Tadah!MLIP comes in two flavours, and the parallel strategy you can exploit depends on which one you compiled.

  • Inner loop – regression and descriptor evaluation are OpenMP parallel. Set the number of threads in the usual way:

    export OMP_NUM_THREADS=<n>
    
  • Outer loop – some optimisers can evaluate several hyper-parameter sets concurrently. Control this with the THREADS key in the OPTIMIZER block (currently supported by Dlib MaxLIPO+TR).

    Rule of thumb:

    THREADS × OMP_NUM_THREADS  ≤  number of physical cores
    

    Exceeding this limit will not crash the run, but the OS will oversubscribe cores and overall performance will drop.

  • LAMMPS runs – every PC_LAMMPS script is executed with a serial LAMMPS binary; Tadah!MLIP will attempt to run multiple of them in parallel, each on a separate core (max OMP_NUM_THREADS).

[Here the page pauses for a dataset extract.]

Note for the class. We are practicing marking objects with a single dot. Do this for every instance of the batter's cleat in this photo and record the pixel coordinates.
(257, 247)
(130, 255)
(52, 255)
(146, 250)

The MPI variant parallelises the inner regression across all ranks (host–client pattern). It must be linked against the MPI version of LAMMPS. Each LAMMPS calculation is spawned independently from the main communicator:

--ncpu <m>

on a PC_LAMMPS line requests that m ranks form a mini-MPI world and execute the script. Several PC_LAMMPS lines may run side-by-side, each with its own --ncpu value. The sum of all requested ranks must not exceed available ranks – 1 (one rank is reserved for the host).

Note

The MPI launcher is functional but still experimental; improved error handling and dynamic load balancing are in development.

Example:

srun -n 64 tadah hpo …          # 64 MPI ranks available
…
PC_LAMMPS --script in.elastic --ncpu 8 …
                                 # spawns mpirun -n 8 lammps …
  • For inexpensive models you usually gain more by increasing THREADS than by adding OpenMP threads—context-switch overhead is lower.

  • For very large training sets the regression dominates; in that case set THREADS = 1 and devote the cores to OpenMP (desktop build) or MPI.

  • Measure, do not guess: a few short test runs sweeping OMP_NUM_THREADS and THREADS over {1, 2, 4, …} will quickly reveal the sweet spot on your machine.